High-tech tests for drug-resistant TB

The Seq&Treat project brings latest diagnostic technology to low- and middle-income countries


In 2018, less than 40% of the estimated 500,000 people with drug-resistant TB were diagnosed, only a quarter of them started treatment, and less than 14 percent were cured.

The spread of drug-resistant TB is a major threat to TB control. Drug susceptibility testing is necessary step to determine which medicine will work a particular patient’s infection. Without a comprehensive picture of which drugs a patient is likely to respond to, the risk of putting patients on ineffective treatments is very high. The result is a poorer outcome for the patient and greater costs for health systems. Universal drug susceptibility testing is a key component of the World Health Organization’s End TB Strategy.


Sequencing-based tests can analyze the genes of a patient’s particular TB bacteria and determine which drugs will work best against it. The technology produces results within 48 hours, a major improvement over culture-based tests that require up to eight weeks.

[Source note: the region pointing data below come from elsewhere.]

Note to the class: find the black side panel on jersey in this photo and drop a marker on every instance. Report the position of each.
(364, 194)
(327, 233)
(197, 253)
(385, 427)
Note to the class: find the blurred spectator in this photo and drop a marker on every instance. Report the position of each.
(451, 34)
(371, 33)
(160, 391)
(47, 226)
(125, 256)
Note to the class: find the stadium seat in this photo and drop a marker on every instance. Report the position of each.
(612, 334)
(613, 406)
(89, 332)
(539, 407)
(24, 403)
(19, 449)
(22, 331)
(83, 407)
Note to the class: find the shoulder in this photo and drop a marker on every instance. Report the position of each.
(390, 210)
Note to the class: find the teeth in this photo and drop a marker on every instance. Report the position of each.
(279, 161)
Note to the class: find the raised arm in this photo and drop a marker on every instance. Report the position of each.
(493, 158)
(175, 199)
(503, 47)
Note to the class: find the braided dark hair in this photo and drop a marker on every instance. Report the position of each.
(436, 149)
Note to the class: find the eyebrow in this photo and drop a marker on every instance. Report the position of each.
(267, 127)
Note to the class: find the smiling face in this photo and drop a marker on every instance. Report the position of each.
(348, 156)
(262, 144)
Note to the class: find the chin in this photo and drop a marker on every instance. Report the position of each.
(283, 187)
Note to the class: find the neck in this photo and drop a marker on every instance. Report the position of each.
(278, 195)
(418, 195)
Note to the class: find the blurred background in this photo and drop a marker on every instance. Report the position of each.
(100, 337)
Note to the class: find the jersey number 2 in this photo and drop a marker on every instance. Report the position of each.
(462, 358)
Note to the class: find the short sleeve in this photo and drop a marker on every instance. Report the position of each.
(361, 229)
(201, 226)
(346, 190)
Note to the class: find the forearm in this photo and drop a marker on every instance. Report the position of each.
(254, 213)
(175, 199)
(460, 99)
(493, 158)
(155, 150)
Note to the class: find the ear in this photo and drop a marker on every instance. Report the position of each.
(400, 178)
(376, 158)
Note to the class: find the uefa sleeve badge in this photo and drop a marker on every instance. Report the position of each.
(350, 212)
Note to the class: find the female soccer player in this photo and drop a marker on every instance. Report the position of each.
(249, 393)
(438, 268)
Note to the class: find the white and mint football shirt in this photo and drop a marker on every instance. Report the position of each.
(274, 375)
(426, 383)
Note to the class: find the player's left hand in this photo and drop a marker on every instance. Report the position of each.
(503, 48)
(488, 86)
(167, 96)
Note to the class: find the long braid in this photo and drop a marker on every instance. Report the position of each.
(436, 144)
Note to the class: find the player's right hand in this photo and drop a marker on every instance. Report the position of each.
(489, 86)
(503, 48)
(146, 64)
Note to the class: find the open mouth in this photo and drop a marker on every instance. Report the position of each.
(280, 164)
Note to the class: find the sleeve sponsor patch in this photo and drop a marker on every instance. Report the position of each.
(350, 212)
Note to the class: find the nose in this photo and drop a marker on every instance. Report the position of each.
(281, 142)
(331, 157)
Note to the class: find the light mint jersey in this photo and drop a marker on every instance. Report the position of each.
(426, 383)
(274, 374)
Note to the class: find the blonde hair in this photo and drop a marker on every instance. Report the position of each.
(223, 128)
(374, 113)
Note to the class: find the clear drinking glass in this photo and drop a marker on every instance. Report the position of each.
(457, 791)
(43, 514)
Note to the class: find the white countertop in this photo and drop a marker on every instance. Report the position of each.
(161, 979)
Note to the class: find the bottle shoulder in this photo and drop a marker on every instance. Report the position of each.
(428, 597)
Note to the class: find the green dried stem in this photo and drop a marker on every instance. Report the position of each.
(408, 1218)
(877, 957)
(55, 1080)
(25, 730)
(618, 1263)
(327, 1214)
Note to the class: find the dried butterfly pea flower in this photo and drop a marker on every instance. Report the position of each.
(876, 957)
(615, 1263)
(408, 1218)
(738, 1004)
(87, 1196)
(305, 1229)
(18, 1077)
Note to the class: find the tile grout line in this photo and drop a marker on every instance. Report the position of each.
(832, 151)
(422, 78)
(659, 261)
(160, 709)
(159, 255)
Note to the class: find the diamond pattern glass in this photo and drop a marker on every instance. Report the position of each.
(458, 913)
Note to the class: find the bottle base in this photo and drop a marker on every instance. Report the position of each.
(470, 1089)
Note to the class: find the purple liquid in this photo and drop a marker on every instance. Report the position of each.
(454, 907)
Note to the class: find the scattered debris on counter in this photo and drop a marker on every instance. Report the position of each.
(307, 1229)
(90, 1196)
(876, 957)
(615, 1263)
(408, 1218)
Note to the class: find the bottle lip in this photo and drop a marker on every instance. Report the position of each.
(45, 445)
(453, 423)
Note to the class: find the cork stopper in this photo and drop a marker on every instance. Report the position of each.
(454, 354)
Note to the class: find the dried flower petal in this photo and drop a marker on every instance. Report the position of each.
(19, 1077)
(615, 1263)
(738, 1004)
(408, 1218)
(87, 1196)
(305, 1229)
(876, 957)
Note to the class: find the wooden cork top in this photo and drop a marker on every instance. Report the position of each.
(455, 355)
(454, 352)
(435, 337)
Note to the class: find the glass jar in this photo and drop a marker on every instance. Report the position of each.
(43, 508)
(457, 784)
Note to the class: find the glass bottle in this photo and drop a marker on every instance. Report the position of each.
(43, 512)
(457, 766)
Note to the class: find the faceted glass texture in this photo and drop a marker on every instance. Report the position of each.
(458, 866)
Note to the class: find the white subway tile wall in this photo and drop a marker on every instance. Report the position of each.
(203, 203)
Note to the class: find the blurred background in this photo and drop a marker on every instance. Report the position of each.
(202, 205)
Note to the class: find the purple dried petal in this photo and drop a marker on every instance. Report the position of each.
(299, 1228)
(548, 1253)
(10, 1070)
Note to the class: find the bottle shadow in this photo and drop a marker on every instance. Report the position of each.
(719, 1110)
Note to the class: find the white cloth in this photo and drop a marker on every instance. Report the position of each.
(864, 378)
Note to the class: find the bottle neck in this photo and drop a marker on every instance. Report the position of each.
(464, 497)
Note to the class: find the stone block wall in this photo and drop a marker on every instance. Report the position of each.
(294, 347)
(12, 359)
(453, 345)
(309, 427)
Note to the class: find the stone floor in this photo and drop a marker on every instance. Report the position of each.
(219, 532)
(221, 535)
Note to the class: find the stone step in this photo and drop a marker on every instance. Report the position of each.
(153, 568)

With answers in hand, clinicians can get patients started on the right treatment right away. Prompt, correct treatment reduces the spread of disease and helps thwart the development of drug-resistant microbes.

The three-year Seq&Treat project seeks to lay the groundwork to connect that new technology with those who need it most. The participating countries are Brazil, China, Georgia, India and South Africa.

FIND will work with:

  • manufacturers to assess their sequencing solutions and inform potential adoption in pilot countries
  • local civil society organizations to acquaint communities with the project and lay the groundwork for the eventual scale-up of the new technology by partner organizations
  • global civil society organizations to advocate for better access to diagnostics

“New technologies offer a phenomenal pathway to test and treat more people for tuberculosis, including drug-resistant TB, while strengthening health systems.”

Lelio Marmora, executive director, Unitaid

The impact we are seeking

Sequencing-based testing holds the potential to improve global cure rates. It could also yield savings in treatment costs, because it enables clinicians to prescribe the right medicine to patients from the outset of their treatment.

The technology also has the potential to be an effective weapon in the fight against drug-resistant superbugs.